British films at Venice 2013

New films from Stephen Frears, Jonathan Glazer, Terry Gilliam and Alfonso Cuarón are among the highlights of this year’s Venice Film Festival.

Samuel Wigley

British films and production companies have a strong presence at the Venice Film Festival this year, with new science-fiction movies from Alfonso Cuarón, Jonathan Glazer and Terry Gilliam – each with UK involvement – among the most anticipated titles of the programme.

Cuarón opens the festival with Gravity, starring George Clooney and Sandra Bullock as an engineer and an astronaut who are left floating tethered together in space after disaster strikes their shuttle. It is co-produced by Warner Bros and producer David Heyman’s London-based production company Heyday Films – the same partnership behind the Harry Potter series.

With Sexy Beast (2000) and the creepy drama Birth (2004), Jonathan Glazer has established himself as one of the UK’s most talented contemporary filmmakers, and Under the Skin brings to an end the long wait for his third film. Adapted from Michel Faber’s cult novel, and backed by the BFI Film Fund, it features Scarlett Johansson as an alien in humanoid form stalking the Scottish Highlands.
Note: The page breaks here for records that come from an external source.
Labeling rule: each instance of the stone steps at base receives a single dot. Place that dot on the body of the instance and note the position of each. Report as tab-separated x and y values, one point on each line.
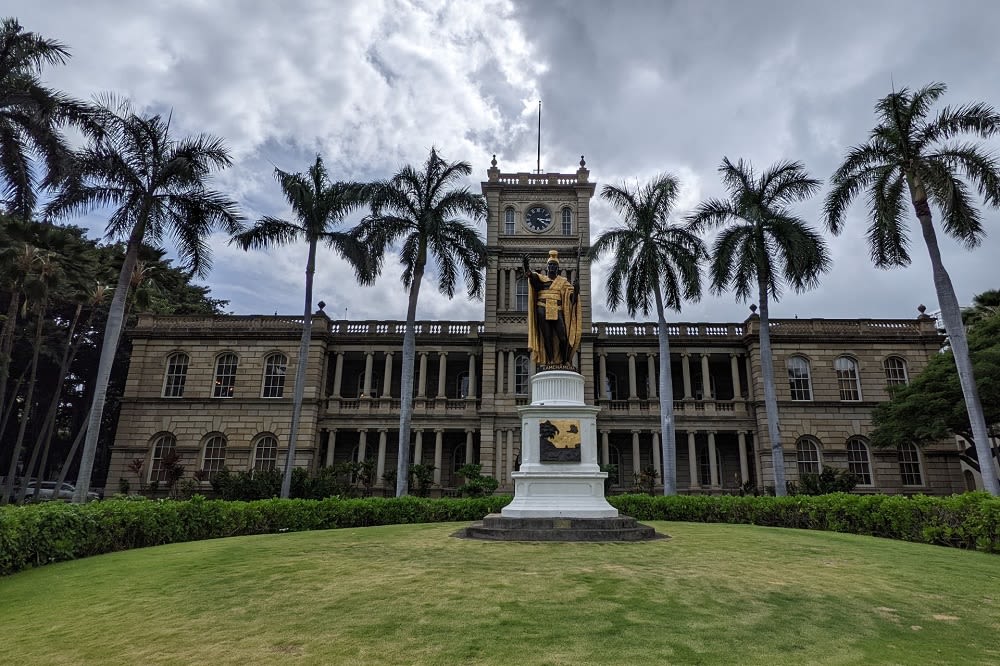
497	528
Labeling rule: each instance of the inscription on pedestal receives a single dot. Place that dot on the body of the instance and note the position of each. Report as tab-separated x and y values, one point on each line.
559	440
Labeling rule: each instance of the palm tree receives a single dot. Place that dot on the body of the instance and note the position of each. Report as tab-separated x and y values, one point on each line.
319	206
910	153
156	186
767	246
424	211
655	265
31	114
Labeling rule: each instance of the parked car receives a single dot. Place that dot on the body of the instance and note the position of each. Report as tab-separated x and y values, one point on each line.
47	491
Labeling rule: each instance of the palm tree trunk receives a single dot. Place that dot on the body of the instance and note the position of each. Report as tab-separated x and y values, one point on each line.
69	355
6	347
72	451
668	437
951	313
112	334
406	386
300	373
25	416
770	393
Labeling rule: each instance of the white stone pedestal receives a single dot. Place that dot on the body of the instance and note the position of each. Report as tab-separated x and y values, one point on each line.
558	489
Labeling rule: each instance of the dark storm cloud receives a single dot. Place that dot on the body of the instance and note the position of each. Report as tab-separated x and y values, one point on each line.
643	87
638	87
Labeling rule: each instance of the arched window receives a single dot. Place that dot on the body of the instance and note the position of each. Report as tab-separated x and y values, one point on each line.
164	445
275	366
521	294
521	368
807	456
225	375
610	386
214	453
859	461
173	384
895	371
508	221
909	465
457	458
847	378
265	453
798	378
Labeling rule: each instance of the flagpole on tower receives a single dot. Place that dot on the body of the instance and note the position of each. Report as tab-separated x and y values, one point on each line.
539	164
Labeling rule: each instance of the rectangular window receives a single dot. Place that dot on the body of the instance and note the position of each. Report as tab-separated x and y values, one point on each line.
225	376
909	465
176	376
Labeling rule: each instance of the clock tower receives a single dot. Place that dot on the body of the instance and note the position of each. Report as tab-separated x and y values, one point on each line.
530	214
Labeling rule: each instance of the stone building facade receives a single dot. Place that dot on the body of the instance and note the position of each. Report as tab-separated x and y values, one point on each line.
215	390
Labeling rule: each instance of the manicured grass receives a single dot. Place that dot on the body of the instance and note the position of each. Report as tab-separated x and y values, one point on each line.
711	594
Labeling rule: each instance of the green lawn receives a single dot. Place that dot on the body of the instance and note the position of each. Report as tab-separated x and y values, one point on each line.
712	594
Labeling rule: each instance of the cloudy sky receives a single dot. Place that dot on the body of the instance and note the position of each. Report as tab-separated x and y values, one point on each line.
638	87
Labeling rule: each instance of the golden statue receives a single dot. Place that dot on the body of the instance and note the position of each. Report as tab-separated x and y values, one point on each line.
554	316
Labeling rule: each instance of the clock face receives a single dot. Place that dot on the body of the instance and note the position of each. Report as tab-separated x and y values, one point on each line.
538	218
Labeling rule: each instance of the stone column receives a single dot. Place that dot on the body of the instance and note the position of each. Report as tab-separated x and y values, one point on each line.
510	452
734	366
744	472
602	381
713	458
442	374
498	446
636	457
338	374
362	445
511	372
438	452
380	463
471	393
422	379
706	379
686	374
369	362
502	289
632	393
500	368
693	461
387	376
656	455
330	445
651	375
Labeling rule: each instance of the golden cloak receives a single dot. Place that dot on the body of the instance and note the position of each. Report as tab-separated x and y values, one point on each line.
572	316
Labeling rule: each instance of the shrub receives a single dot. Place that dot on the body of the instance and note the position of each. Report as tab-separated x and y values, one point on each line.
34	535
476	485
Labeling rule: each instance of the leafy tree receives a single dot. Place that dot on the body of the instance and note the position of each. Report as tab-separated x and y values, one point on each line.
911	153
930	408
655	265
31	115
764	246
319	207
423	211
983	306
156	186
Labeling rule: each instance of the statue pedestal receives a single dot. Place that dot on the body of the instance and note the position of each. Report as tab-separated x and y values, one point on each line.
559	475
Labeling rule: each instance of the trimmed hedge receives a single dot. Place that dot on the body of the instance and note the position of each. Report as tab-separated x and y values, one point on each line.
35	535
Watch Under the Skin on BFI Player

The Zero Theorem finds Terry Gilliam returning to the dystopian future visions of Brazil (1985) and Twelve Monkeys (1995), with Christoph Waltz and Matt Damon starring in the story of a computer hacker’s attempts to unlock the mystery of human existence. “When I made Brazil in 1984,” Gilliam has said, “I was trying to paint a picture of the world I thought we were living in then. The Zero Theorem is a glimpse of the world I think we are living in now.” Chris Curling and Phil Robertson co-produced the film for London-based Zephyr Films.

Philomena (2013)

Philomena (2013)

Away from sci-fi, Stephen Frears’ Philomena, also backed by the BFI, is the true story of Philomena Lee, an Irish woman searching for her long-lost son who was taken away from her while still a child. Judi Dench stars as Philomena, with Steve Coogan playing political journalist Martin Sixsmith, who unexpectedly comes to her aid. Frears describes it as “an odd couple film, an extraordinary road trip taken by a wily journalist and an elderly lady.”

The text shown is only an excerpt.